However, after rebooting the instance same problem still exist.
Then I followed the instruction provided in the link http://www.linuxandubuntu.com/home/how-to-install-latest-nvidia-drivers-in-linux that you provided. However, after following those steps and rebooting the instance the lsmod | grep nvidia command is giving me no output. As per the post, it suggests installation has failed. As usual nvidia-smi is not working as expected.
I wonder why the installation failed. Did the apt-get install cuda-drivers show errors?
I googled what lsmod does:
“It shows which loadable kernel modules are currently loaded.”
Maybe it did install but it isn’t loaded yet. Try doing the apt-get install cuda-drivers again and if it was successfully installed it should say that the package is already installed.
I had a somewhat similar problem when I installed the driver on my Ubuntu system. I think the problem might be that the driver is not in use.
I tried re-installing everything following http://www.linuxandubuntu.com/home/how-to-install-latest-nvidia-drivers-in-linux, to look into the logs what’s exactly going on. Like previously instillation didn’t work. I also noticed few error messages related to kernel while installing, but can’t really figure out what it is all about. I am attaching the logs…
sudo apt-get install nvidia-390
Reading package lists… Done
Building dependency tree
Reading state information… Done
The following packages were automatically installed and are no longer required:
libllvm4.0 linux-aws-headers-4.4.0-1022 linux-headers-4.4.0-1022-aws linux-image-4.4.0-1022-aws linux-image-4.4.0-1038-aws
Use ‘sudo apt autoremove’ to remove them.
The following additional packages will be installed:
libcuda1-390 nvidia-opencl-icd-390 nvidia-prime nvidia-settings
The following NEW packages will be installed:
libcuda1-390 nvidia-390 nvidia-opencl-icd-390 nvidia-prime nvidia-settings
0 upgraded, 5 newly installed, 0 to remove and 6 not upgraded.
Need to get 0 B/81.5 MB of archives.
After this operation, 362 MB of additional disk space will be used.
Do you want to continue? [Y/n] y
Selecting previously unselected package nvidia-390.
(Reading database … 261447 files and directories currently installed.)
Preparing to unpack …/nvidia-390_390.59-0ubuntu0~gpu16.04.1_amd64.deb …
Unpacking nvidia-390 (390.59-0ubuntu0~gpu16.04.1) …
Selecting previously unselected package libcuda1-390.

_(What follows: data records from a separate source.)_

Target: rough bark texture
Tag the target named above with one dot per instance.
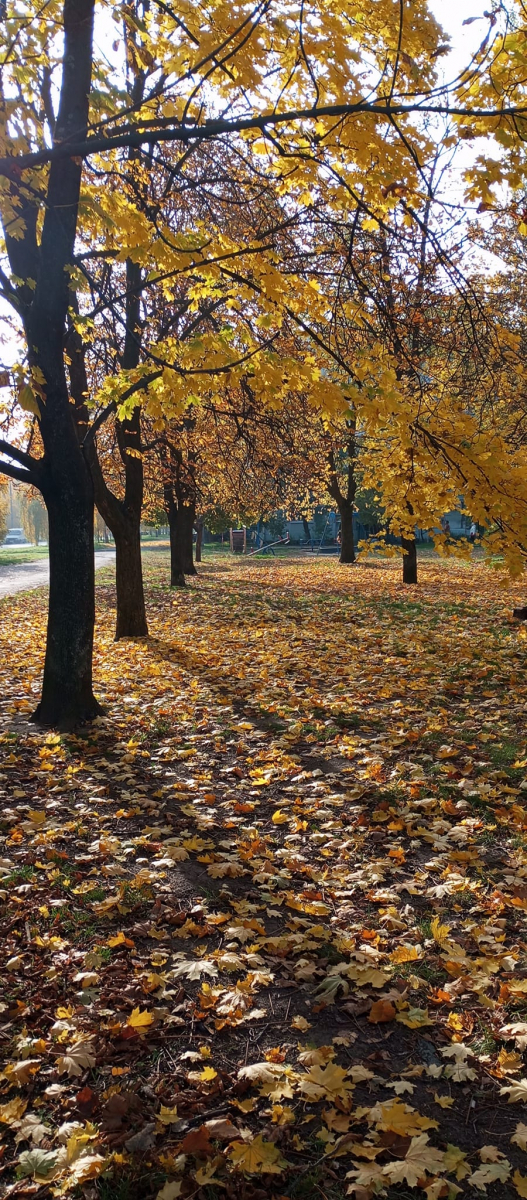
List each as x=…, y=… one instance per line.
x=177, y=549
x=347, y=539
x=187, y=517
x=131, y=619
x=409, y=561
x=198, y=539
x=67, y=694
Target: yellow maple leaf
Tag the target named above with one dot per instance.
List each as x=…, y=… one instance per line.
x=439, y=933
x=520, y=1182
x=167, y=1116
x=405, y=954
x=138, y=1020
x=520, y=1135
x=13, y=1110
x=414, y=1018
x=257, y=1157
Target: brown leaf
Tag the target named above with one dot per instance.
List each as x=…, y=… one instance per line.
x=382, y=1011
x=197, y=1141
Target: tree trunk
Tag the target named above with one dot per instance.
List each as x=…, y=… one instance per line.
x=186, y=513
x=198, y=540
x=67, y=695
x=347, y=539
x=123, y=517
x=129, y=582
x=409, y=561
x=177, y=549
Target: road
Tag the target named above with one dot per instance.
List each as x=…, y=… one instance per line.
x=23, y=576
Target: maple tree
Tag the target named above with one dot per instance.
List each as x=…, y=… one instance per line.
x=292, y=897
x=281, y=82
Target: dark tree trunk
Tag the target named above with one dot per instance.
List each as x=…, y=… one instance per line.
x=307, y=531
x=129, y=582
x=347, y=539
x=177, y=549
x=67, y=696
x=186, y=515
x=123, y=517
x=65, y=480
x=198, y=540
x=409, y=561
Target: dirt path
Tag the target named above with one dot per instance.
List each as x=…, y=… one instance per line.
x=22, y=576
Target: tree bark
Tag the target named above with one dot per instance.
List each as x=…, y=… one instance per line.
x=123, y=516
x=409, y=561
x=64, y=477
x=347, y=553
x=198, y=539
x=177, y=549
x=67, y=696
x=131, y=619
x=187, y=513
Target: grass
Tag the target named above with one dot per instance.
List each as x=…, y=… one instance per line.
x=12, y=556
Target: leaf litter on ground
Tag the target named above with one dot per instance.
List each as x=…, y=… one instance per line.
x=264, y=923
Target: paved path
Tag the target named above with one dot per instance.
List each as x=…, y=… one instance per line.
x=23, y=576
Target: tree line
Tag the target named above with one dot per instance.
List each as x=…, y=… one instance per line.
x=233, y=267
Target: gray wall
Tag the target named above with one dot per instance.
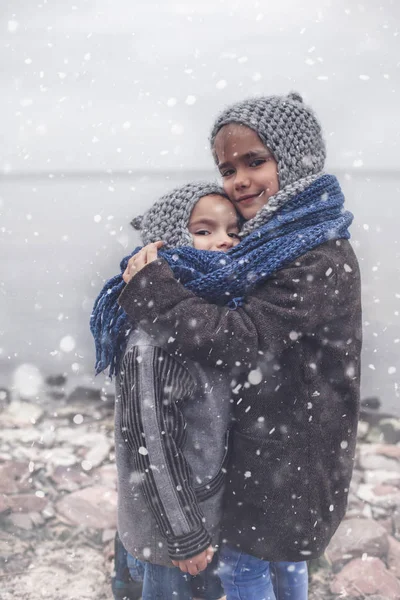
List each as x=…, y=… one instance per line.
x=105, y=105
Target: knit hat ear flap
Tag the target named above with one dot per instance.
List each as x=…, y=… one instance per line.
x=137, y=222
x=168, y=218
x=285, y=125
x=295, y=96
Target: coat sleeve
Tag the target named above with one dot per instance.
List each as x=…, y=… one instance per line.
x=292, y=302
x=153, y=387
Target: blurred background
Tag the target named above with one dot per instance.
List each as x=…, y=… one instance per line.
x=106, y=105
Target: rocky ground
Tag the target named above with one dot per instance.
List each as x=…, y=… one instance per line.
x=58, y=503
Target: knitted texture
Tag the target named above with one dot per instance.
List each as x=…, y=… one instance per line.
x=168, y=218
x=287, y=126
x=275, y=203
x=309, y=219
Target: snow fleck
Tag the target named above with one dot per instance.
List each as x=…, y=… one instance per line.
x=177, y=129
x=27, y=380
x=255, y=376
x=291, y=568
x=67, y=343
x=12, y=26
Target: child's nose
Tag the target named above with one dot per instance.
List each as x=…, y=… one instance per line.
x=225, y=242
x=242, y=179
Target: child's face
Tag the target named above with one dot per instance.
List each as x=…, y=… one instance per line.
x=214, y=224
x=248, y=168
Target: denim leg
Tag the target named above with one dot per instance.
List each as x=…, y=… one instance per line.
x=164, y=583
x=244, y=577
x=290, y=580
x=207, y=585
x=136, y=568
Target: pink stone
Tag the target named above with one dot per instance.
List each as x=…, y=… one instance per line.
x=355, y=537
x=367, y=577
x=393, y=557
x=4, y=504
x=14, y=477
x=70, y=478
x=92, y=507
x=25, y=503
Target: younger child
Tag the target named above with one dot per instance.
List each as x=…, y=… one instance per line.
x=171, y=423
x=213, y=225
x=296, y=333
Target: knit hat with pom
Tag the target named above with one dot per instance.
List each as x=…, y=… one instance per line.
x=168, y=218
x=287, y=126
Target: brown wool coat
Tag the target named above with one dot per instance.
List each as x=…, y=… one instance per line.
x=295, y=345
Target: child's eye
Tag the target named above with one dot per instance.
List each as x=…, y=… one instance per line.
x=227, y=172
x=257, y=162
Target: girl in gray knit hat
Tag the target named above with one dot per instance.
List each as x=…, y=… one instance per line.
x=295, y=337
x=172, y=418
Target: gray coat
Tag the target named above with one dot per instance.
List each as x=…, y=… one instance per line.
x=171, y=436
x=298, y=340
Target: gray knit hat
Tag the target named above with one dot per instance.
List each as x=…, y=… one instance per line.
x=168, y=218
x=287, y=126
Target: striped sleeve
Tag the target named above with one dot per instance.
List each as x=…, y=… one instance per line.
x=154, y=386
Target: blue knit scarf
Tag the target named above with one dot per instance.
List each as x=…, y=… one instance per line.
x=309, y=219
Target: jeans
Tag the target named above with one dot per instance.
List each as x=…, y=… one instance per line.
x=246, y=577
x=165, y=583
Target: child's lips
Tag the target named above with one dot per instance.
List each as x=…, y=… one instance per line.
x=249, y=198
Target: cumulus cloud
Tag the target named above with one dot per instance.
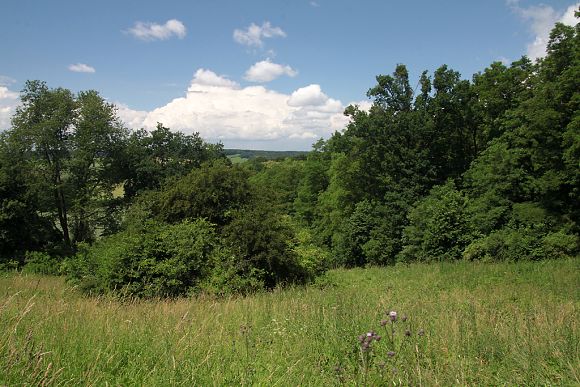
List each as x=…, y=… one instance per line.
x=6, y=81
x=253, y=36
x=542, y=19
x=266, y=71
x=152, y=31
x=219, y=109
x=81, y=68
x=8, y=102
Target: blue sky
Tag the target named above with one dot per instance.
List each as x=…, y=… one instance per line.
x=255, y=74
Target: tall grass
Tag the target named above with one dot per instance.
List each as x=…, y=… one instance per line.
x=484, y=324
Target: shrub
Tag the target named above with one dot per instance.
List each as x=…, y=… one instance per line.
x=41, y=263
x=438, y=226
x=160, y=261
x=262, y=245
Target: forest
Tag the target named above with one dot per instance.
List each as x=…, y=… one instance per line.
x=481, y=169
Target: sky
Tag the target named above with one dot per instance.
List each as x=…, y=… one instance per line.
x=253, y=74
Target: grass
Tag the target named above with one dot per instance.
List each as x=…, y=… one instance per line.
x=484, y=324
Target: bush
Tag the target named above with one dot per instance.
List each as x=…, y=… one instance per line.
x=263, y=247
x=41, y=263
x=438, y=226
x=160, y=261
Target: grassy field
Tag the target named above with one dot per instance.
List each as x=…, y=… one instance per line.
x=483, y=324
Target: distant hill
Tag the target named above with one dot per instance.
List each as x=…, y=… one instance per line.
x=246, y=154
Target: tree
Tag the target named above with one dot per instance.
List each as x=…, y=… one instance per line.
x=151, y=158
x=71, y=146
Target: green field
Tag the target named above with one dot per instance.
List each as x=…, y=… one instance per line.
x=484, y=324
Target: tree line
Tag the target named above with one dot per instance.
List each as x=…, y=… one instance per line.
x=480, y=169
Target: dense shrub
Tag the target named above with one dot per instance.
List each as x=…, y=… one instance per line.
x=438, y=226
x=160, y=260
x=41, y=263
x=530, y=234
x=262, y=244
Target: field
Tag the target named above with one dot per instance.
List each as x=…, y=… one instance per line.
x=469, y=324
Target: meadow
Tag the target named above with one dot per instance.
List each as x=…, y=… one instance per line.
x=468, y=324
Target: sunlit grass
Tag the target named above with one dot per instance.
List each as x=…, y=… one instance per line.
x=485, y=324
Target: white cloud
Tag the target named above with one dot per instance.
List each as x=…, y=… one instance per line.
x=542, y=19
x=253, y=36
x=81, y=68
x=6, y=80
x=266, y=71
x=219, y=109
x=153, y=31
x=310, y=95
x=203, y=77
x=8, y=102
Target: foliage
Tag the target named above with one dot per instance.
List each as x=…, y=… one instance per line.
x=159, y=261
x=262, y=245
x=484, y=324
x=438, y=226
x=152, y=158
x=212, y=192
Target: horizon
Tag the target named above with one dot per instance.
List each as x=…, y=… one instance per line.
x=257, y=75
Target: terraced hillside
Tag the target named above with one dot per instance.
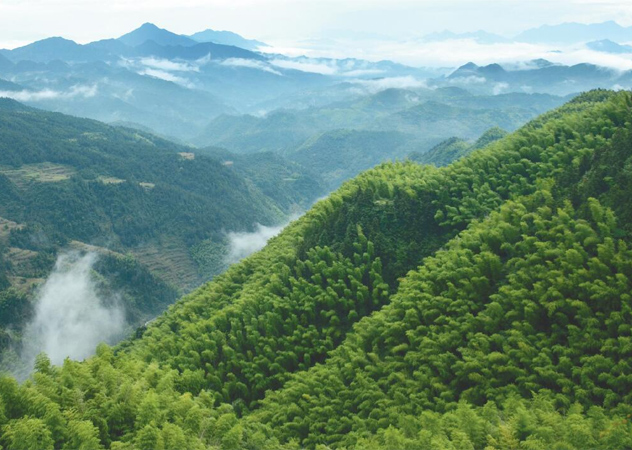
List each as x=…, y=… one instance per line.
x=480, y=305
x=73, y=184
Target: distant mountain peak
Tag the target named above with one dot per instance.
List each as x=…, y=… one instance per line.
x=227, y=38
x=573, y=32
x=150, y=32
x=608, y=46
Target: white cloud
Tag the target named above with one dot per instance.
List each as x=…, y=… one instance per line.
x=499, y=88
x=49, y=94
x=250, y=63
x=70, y=316
x=306, y=66
x=168, y=65
x=244, y=244
x=381, y=84
x=362, y=72
x=166, y=76
x=465, y=81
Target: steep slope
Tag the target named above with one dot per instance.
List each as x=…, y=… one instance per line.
x=455, y=148
x=57, y=48
x=143, y=203
x=150, y=32
x=368, y=320
x=342, y=154
x=227, y=38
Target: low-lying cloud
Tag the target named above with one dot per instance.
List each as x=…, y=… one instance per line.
x=167, y=76
x=71, y=318
x=168, y=65
x=249, y=63
x=243, y=244
x=79, y=91
x=380, y=84
x=306, y=66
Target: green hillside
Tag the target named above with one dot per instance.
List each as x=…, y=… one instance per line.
x=455, y=148
x=143, y=203
x=482, y=305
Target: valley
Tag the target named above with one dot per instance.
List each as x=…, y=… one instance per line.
x=213, y=241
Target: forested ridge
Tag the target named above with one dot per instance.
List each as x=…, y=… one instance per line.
x=482, y=305
x=152, y=209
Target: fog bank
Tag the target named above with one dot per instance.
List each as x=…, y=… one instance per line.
x=71, y=318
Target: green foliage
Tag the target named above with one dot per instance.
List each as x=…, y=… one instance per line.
x=69, y=182
x=484, y=305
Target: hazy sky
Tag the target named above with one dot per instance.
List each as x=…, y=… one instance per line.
x=22, y=21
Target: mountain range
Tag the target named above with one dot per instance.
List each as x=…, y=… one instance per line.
x=480, y=305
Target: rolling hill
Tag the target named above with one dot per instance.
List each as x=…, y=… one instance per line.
x=480, y=305
x=145, y=204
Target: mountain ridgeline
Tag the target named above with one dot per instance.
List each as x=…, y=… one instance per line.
x=482, y=305
x=156, y=212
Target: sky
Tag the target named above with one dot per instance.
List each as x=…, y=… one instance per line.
x=303, y=26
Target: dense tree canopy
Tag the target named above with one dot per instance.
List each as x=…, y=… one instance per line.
x=483, y=305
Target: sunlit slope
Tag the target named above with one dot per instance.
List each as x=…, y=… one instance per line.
x=512, y=265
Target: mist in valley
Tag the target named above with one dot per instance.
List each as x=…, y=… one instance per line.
x=71, y=316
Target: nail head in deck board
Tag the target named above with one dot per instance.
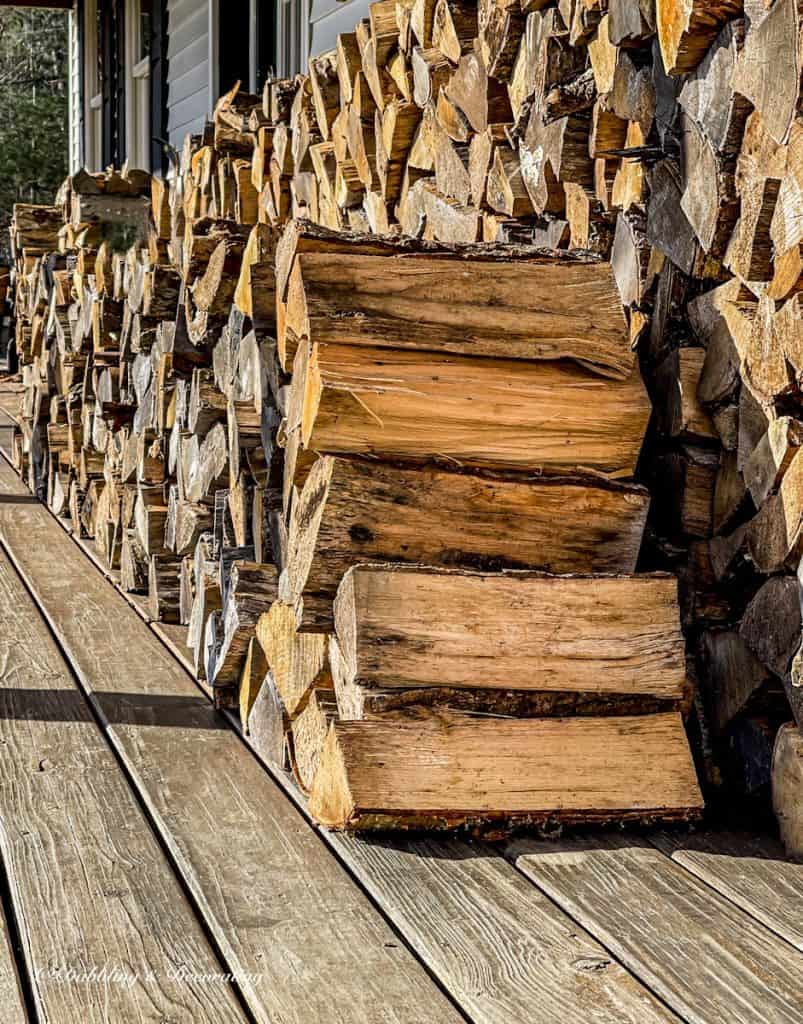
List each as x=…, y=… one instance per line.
x=89, y=884
x=276, y=900
x=751, y=870
x=709, y=961
x=504, y=951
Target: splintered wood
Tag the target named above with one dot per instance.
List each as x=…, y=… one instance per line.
x=361, y=397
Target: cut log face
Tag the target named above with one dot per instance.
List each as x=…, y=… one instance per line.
x=448, y=306
x=351, y=511
x=495, y=414
x=395, y=774
x=407, y=628
x=788, y=787
x=687, y=28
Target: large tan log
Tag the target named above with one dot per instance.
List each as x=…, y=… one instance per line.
x=347, y=512
x=516, y=310
x=493, y=413
x=769, y=68
x=687, y=28
x=788, y=787
x=406, y=628
x=441, y=772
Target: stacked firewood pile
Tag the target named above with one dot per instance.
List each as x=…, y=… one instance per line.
x=361, y=404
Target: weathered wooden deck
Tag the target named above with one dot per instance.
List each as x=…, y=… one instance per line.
x=154, y=869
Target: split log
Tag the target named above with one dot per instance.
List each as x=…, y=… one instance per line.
x=347, y=512
x=618, y=636
x=442, y=772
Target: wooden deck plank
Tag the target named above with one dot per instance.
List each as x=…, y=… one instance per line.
x=91, y=889
x=705, y=957
x=11, y=998
x=505, y=951
x=751, y=870
x=305, y=942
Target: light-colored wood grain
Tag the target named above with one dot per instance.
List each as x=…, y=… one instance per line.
x=709, y=961
x=470, y=412
x=10, y=990
x=504, y=950
x=510, y=310
x=90, y=886
x=305, y=942
x=442, y=770
x=748, y=868
x=405, y=627
x=348, y=512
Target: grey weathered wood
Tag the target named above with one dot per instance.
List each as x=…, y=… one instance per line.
x=305, y=941
x=708, y=960
x=501, y=949
x=504, y=950
x=10, y=991
x=751, y=870
x=90, y=887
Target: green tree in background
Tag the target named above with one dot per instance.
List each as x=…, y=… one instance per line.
x=33, y=109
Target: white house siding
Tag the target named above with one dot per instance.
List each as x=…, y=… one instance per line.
x=328, y=18
x=187, y=68
x=75, y=93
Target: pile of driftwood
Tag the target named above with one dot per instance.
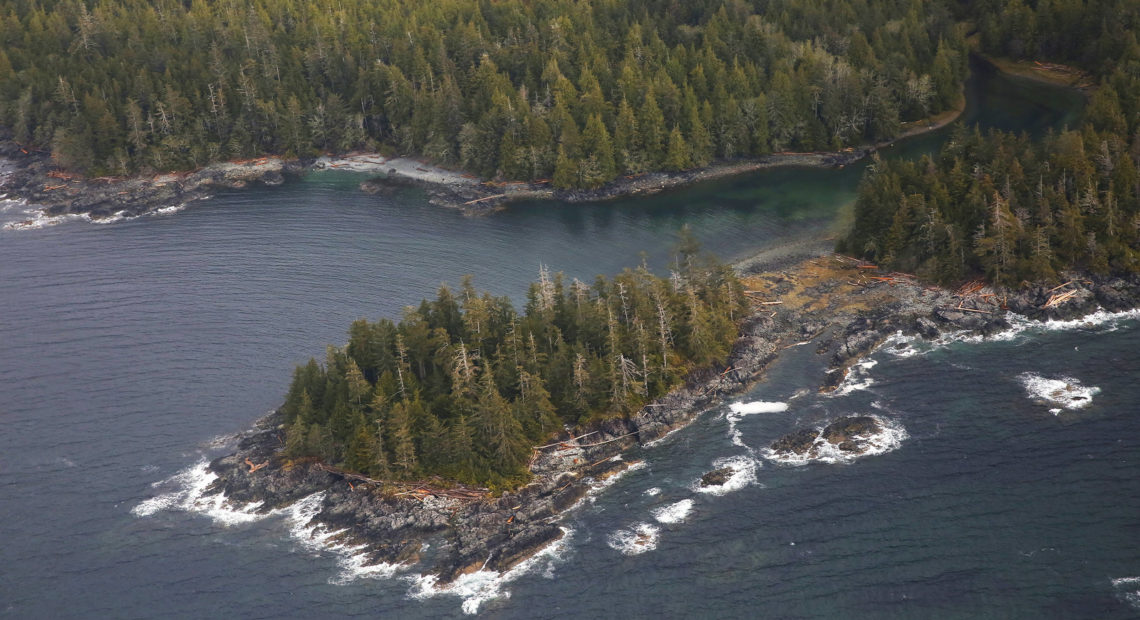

Preparing to unpack …/libcuda1-390_390.59-0ubuntu0~gpu16.04.1_amd64.deb …
Unpacking libcuda1-390 (390.59-0ubuntu0~gpu16.04.1) …
Selecting previously unselected package nvidia-opencl-icd-390.
Preparing to unpack …/nvidia-opencl-icd-390_390.59-0ubuntu0~gpu16.04.1_amd64.deb …
Unpacking nvidia-opencl-icd-390 (390.59-0ubuntu0~gpu16.04.1) …
Selecting previously unselected package nvidia-prime.
Preparing to unpack …/nvidia-prime_0.8.2_amd64.deb …
Unpacking nvidia-prime (0.8.2) …
Selecting previously unselected package nvidia-settings.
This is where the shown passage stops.